Tags

, ,

bigeliot

Liberalism. Eliot observed was teleologically negative. It sought to liberate mankind from what it considered the shackles of antiquity, as task which, in itself, required the possession of a fine conceit of oneself: on the one hand the accumulated wisdom of the ages; on the other your own intellect. None of which is to say that there are not some things which always need reforming, but which is to say, with Eliot, that:

By destroying traditional social habits of the people, by dissolving their natural collective consciousness into individual constituents, by licensing the opinions of the most foolish, by substituting instruction for education, by encouraging cleverness rather than wisdom, the upstart rather than the qualified, by fostering a notion of getting on to which the alternative is a hopeless apathy, Liberalism can prepare the way for that which is its own negative: the artificial, mechanized or brutalised control which is a desperate remedy for its chaos. (CC, 12)

Organic development often looks chaotic and in need to rationalisation, but those who call for that so often throw out the baby with the bathwater, not realising that things which have existed for a long time have tended to do so because of some inherent virtue; we should be wary of changing things unless we understand the ways in which the changes we want will be for the better – that is Eliot’s plea, or at least part of it.

It is all very well for liberalism claim, as it used to (and bits of it still do), that religion is a matter of private practice, but it becomes increasingly difficult to love a Christian life in this society.

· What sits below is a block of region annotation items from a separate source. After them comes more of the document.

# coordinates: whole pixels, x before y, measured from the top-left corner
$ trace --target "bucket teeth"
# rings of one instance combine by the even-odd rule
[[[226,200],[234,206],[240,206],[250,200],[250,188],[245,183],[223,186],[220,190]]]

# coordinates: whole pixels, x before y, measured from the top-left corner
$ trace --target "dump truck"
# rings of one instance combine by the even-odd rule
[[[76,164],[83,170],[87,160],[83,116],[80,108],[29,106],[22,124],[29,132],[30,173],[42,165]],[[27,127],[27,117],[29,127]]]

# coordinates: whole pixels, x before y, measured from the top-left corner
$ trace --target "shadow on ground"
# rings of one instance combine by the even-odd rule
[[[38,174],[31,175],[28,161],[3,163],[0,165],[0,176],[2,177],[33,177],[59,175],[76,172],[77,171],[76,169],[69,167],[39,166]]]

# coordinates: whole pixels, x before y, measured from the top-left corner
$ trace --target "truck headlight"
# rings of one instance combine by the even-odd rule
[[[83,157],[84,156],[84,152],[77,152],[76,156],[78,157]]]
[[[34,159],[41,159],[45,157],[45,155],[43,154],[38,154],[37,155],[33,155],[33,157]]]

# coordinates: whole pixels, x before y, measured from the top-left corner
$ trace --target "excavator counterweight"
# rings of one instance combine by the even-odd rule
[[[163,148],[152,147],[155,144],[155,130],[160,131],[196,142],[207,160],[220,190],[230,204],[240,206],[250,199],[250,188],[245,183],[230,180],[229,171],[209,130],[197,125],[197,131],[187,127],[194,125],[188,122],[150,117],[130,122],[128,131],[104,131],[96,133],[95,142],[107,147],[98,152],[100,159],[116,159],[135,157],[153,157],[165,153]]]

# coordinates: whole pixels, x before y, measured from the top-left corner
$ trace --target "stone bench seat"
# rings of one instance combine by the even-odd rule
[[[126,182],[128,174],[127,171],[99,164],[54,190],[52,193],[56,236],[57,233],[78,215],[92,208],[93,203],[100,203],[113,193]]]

I pay my taxes (don’t remind me) and in so doing I am paying for abortion on the NHS; if I ran a small business and I refused to put a slogan supporting gay marriage onto a cake or a garment, I should find myself liable to a penalty under law; the State itself had to insert clauses into its own laws to stop the Church being forced to allow gay marriages to take place on its premises -which has not stopped Christians going to court to try to make the Church do what it secured an exemption from doing. To oppose these modish causes is to find oneself labelled a bigot and, as more than one good Catholic blogger has found, to be inundated with hate from those who say that ‘love trumps hate and have no sense of irony. The pressures to de-Christianise are many; the pressures to stick to Christian orthodoxy few.

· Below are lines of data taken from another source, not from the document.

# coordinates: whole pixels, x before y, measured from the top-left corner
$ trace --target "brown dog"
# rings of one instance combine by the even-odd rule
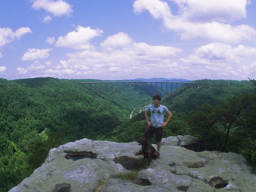
[[[144,159],[146,158],[148,159],[148,166],[150,165],[151,158],[156,159],[158,153],[156,149],[151,145],[149,140],[146,138],[142,138],[138,140],[139,145],[141,145],[141,153],[143,154]]]

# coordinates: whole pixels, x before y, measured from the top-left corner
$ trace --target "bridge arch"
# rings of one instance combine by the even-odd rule
[[[173,91],[177,90],[182,86],[193,84],[192,82],[170,82],[170,81],[97,81],[97,82],[82,82],[78,84],[85,85],[86,87],[95,93],[100,94],[102,97],[109,98],[113,94],[121,91],[126,88],[131,86],[144,85],[153,87],[161,91],[166,95],[170,95]],[[118,85],[117,88],[113,88],[113,85]]]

Christian culture is not an abstract concept, it is a way of life, a society which understands implicitly certain norms, and where behaviour is regulated as much by such understandings as it is by the law; indeed the law is in many ways the final resort, to be used only when an individual deliberately violates the custom and practice of the parish – a custom and a practice build around Christian norms. Self-satisfaction and selfishness are inbuilt parts of our fallen nature, and they are not to be combatted by secular means alone – or perhaps not at all by such means. We can mandate compassion through taxation, but what we get is money to be distributed by the State and a disinterested set of taxpayers who assume their duty is discharged by the payment of taxes.

But what was it Eliot meant when he wrote about a Christian society? It is to that theme, God willing, I shall return in future posts.